Les quatre feux allumés en guise de gyrophare et le klaxon en faction quasi permanente, comme pour un défilé de tifozzi dans les rues de Grâce-Hollogne après une victoire de la Juve en coupe d’Europe, nous roulions à tombeau ouvert vers les urgences de l’hôpital le plus proche. Est-ce parce que c’était un dimanche que la durée des feux rouges avait doublé ou triplé ? Quoi qu’il en soit, l’attente était tellement insupportable qu’au troisième, je pris soin de ralentir pour le brûler presque prudemment.
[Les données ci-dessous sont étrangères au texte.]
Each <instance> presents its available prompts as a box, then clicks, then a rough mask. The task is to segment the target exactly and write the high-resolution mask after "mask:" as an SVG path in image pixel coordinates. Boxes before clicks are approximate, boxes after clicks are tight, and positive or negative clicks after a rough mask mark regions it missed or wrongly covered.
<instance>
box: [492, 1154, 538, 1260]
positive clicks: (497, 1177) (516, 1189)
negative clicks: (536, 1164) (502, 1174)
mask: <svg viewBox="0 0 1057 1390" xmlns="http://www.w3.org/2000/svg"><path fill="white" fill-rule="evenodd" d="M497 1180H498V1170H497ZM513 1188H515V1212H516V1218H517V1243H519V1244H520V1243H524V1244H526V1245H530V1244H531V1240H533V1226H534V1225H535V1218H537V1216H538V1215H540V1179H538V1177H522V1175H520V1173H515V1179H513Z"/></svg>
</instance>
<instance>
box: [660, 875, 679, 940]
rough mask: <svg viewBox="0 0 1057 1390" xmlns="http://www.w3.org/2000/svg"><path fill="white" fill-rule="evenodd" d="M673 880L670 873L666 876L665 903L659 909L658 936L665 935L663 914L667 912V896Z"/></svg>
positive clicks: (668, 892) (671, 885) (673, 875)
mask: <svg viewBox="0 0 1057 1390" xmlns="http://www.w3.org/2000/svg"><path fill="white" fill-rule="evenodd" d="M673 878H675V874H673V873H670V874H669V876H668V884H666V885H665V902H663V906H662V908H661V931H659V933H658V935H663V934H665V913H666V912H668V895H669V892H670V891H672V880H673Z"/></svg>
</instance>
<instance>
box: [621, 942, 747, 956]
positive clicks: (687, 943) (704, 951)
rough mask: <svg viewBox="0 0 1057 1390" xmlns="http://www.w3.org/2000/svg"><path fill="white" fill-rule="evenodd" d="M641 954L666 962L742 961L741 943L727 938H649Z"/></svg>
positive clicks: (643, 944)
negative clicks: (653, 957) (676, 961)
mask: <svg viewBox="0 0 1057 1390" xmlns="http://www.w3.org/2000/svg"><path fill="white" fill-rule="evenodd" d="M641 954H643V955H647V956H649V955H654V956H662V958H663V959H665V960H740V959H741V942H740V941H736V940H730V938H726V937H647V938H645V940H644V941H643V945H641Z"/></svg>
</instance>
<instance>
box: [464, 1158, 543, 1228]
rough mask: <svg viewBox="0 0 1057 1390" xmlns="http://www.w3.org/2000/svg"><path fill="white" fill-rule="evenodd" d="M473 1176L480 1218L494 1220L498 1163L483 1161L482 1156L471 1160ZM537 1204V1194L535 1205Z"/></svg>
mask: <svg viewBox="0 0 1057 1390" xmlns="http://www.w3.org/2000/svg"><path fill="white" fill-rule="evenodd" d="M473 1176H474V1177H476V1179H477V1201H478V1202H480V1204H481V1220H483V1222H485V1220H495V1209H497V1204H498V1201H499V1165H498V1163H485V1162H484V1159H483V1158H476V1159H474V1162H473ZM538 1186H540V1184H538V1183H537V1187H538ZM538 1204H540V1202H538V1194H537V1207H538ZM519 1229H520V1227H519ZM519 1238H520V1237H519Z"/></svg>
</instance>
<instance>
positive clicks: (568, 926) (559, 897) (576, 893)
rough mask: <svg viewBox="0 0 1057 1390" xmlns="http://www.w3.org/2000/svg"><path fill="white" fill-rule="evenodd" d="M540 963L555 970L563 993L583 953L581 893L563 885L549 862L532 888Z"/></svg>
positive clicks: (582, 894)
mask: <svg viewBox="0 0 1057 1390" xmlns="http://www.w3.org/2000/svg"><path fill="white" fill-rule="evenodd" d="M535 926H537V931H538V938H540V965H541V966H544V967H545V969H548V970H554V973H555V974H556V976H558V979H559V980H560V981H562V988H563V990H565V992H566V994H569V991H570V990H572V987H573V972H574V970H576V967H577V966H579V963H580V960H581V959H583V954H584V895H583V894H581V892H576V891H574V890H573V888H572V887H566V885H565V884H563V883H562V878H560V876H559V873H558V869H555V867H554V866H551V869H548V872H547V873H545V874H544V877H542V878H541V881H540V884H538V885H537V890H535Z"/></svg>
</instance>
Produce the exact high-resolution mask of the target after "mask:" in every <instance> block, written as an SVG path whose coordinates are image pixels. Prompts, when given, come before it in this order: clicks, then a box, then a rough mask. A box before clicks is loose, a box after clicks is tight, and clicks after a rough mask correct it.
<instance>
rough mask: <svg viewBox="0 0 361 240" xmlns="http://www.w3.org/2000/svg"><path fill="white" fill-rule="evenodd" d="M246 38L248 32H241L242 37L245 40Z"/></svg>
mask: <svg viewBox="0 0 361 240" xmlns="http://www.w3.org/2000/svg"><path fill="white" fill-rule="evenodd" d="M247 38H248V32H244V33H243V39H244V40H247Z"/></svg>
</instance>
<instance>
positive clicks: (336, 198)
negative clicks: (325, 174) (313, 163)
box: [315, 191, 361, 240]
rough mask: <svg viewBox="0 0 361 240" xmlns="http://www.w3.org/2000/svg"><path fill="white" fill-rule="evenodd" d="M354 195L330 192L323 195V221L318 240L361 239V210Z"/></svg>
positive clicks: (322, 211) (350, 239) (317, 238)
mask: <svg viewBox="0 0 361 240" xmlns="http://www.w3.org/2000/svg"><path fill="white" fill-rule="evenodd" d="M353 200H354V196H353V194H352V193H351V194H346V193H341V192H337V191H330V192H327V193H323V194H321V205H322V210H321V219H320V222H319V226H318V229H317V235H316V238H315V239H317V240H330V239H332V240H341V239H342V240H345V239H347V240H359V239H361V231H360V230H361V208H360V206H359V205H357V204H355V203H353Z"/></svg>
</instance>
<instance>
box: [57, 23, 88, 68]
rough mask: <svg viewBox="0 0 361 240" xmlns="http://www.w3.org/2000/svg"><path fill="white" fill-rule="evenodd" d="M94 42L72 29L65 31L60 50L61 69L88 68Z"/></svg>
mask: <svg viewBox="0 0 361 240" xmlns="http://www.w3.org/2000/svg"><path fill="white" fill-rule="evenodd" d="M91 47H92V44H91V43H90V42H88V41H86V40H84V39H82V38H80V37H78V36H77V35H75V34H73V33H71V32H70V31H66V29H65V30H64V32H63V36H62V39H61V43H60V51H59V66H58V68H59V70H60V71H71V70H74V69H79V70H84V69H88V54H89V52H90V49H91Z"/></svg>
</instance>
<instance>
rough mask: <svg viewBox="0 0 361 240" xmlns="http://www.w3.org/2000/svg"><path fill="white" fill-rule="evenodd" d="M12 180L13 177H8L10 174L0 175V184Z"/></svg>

J’abandonnai ma voiture devant l’entrée des urgences pour suivre le brancard et tenir l’autre main de Dominique jusqu’à la salle de réanimation. Là, je réalisai avec soulagement que Perrine avait eu la présence d’esprit de prendre les emballages des médicaments. Je connaissais le sort qui était habituellement réservé aux « intox », comme ils disaient, afin de les dissuader de recommencer : un lavage d’estomac puis dans le couloir, sur un lit roulant de fortune. Ça ne valait pas la peine d’occuper une chambre qui resterait ainsi disponible pour accueillir un « vrai patient » qui en aurait réellement besoin. Heureusement, Dominique allait échapper à ce traitement spartiate qu’elle avait vu (ou dû) pratiquer à de nombreuses reprises à l’hôpital. Ce n’est pas qu’elle était une VIP (Very Important Patient) mais son cas réclamait toute une batterie d’appareils pour tenter de la sauver. Elle avait absorbé une quantité de bêtabloquants capables de tuer un cheval en ralentissant son cœur jusqu’à plus de vie. Sorti de l’effervescence du trajet et de l’accueil aux urgences, je pensai à prévenir Stéphanie et à parquer ma voiture plus loin. Le contrecoup ne se fit pas attendre. Le simple fait d’avoir à expliquer la situation à Stéphanie me fit fondre en larmes.